1. Auswirkung auf heiß-gewalzte SPA-H-Platten (im-gewalzten/TMCP-Zustand)
●Reduzieren Sie die Stärke leicht: Das Glühen fördert das Kornwachstum und beseitigt innere Spannungen, was zu einer Verringerung der Streckgrenze und Zugfestigkeit um 5–10 % führt (z. B. kann die Streckgrenze von 345 MPa auf 310–330 MPa sinken).
●Die Duktilität geringfügig verbessern: Die Dehnung kann um 1–2 % zunehmen, diese Änderung ist jedoch vernachlässigbar, da der Walzzustand bereits die Mindestdehnungsanforderung (15–22 %) erfüllt.

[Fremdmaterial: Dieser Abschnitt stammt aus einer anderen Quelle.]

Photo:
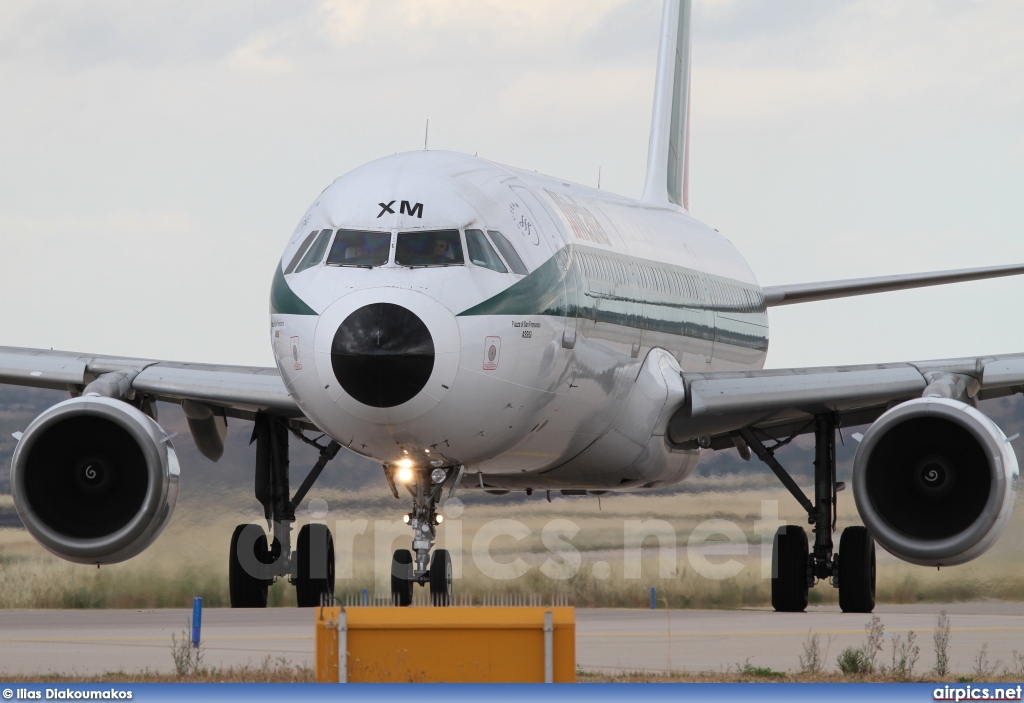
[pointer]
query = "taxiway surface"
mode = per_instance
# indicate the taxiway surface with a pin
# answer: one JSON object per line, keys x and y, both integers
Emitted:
{"x": 93, "y": 642}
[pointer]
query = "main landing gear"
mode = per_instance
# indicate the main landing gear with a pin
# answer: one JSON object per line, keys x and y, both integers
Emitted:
{"x": 254, "y": 563}
{"x": 410, "y": 568}
{"x": 796, "y": 567}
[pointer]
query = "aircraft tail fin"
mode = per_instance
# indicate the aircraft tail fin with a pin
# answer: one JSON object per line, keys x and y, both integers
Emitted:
{"x": 668, "y": 154}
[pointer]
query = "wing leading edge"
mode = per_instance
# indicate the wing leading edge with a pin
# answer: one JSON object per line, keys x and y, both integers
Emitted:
{"x": 827, "y": 290}
{"x": 717, "y": 405}
{"x": 241, "y": 391}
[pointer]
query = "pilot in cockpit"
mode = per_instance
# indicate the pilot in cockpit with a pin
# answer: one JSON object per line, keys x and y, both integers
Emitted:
{"x": 440, "y": 252}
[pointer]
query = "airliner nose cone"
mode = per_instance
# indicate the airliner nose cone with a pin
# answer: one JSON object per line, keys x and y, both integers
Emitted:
{"x": 382, "y": 355}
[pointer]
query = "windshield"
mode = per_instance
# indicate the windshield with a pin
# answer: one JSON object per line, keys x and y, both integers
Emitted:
{"x": 359, "y": 249}
{"x": 437, "y": 248}
{"x": 508, "y": 251}
{"x": 315, "y": 253}
{"x": 481, "y": 253}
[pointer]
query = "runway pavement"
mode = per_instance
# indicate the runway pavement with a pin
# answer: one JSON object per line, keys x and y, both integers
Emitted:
{"x": 91, "y": 642}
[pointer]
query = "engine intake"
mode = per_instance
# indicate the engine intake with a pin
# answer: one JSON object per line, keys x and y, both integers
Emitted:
{"x": 94, "y": 480}
{"x": 935, "y": 481}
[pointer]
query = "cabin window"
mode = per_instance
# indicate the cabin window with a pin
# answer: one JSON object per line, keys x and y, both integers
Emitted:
{"x": 481, "y": 253}
{"x": 436, "y": 248}
{"x": 508, "y": 251}
{"x": 315, "y": 253}
{"x": 353, "y": 248}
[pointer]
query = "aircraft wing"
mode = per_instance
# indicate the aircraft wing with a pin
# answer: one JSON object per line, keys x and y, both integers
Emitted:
{"x": 240, "y": 391}
{"x": 782, "y": 402}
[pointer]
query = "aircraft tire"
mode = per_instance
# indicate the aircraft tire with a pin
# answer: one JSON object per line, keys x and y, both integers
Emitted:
{"x": 401, "y": 578}
{"x": 788, "y": 581}
{"x": 440, "y": 578}
{"x": 314, "y": 561}
{"x": 246, "y": 589}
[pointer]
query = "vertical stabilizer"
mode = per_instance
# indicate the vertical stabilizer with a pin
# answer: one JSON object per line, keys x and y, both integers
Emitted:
{"x": 668, "y": 154}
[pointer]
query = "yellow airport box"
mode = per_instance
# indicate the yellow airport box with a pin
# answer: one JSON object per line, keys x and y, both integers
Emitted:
{"x": 445, "y": 645}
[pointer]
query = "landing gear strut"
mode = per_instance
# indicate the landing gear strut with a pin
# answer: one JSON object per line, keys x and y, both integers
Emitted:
{"x": 253, "y": 563}
{"x": 410, "y": 568}
{"x": 795, "y": 567}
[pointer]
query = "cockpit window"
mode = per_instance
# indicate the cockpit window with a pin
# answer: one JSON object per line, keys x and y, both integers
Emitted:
{"x": 315, "y": 253}
{"x": 300, "y": 251}
{"x": 437, "y": 248}
{"x": 508, "y": 251}
{"x": 359, "y": 249}
{"x": 481, "y": 253}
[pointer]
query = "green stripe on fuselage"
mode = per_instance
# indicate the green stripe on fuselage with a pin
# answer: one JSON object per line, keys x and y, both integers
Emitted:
{"x": 283, "y": 298}
{"x": 620, "y": 290}
{"x": 541, "y": 293}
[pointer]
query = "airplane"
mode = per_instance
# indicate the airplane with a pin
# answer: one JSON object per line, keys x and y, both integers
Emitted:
{"x": 474, "y": 326}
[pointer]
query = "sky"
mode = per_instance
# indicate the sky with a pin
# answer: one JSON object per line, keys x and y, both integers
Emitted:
{"x": 156, "y": 157}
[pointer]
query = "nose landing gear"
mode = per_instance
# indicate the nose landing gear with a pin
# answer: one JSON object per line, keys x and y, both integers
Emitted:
{"x": 410, "y": 568}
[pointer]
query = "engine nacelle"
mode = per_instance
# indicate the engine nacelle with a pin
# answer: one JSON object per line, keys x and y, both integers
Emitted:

●Steigerung der Zähigkeit: Die Charpy V-Kerbschlagenergie bei Raumtemperatur kann von größer oder gleich 27 J auf größer oder gleich 35–40 J ansteigen, was für Anwendungen bei niedrigen-Temperaturen (z. B. kalte Regionen) nützlich ist.
2. Auswirkung auf kalt-gewalzte SPA-H-Platten (kalt-gewalzter Zustand)
●Stellen Sie Duktilität und Formbarkeit wieder her: Vollständiges Glühen (Erhitzen auf 850–900 Grad, Halten, dann langsames Abkühlen) beseitigt die Kaltverfestigung, rekristallisiert die verformten Körner und erhöht die Dehnung wieder auf 22–25 %. Dadurch eignet sich die Platte für Präzisionsbearbeitungen wie Stanzen oder komplexes Biegen.
●Reduzieren Sie die Kraft auf das Ausgangsniveau: Die Streckgrenze sinkt von 420–450 MPa (kalt-gewalzter Zustand) zurück auf 335–345 MPa und entspricht damit der Festigkeit im warm-gewalzten Zustand.
●Verbesserung der Oberflächenqualität: Durch das Glühen werden Rollspuren und innere Spannungen entfernt, was zu einer gleichmäßigeren Oberfläche führt, die der späteren Patinabildung zugute kommt.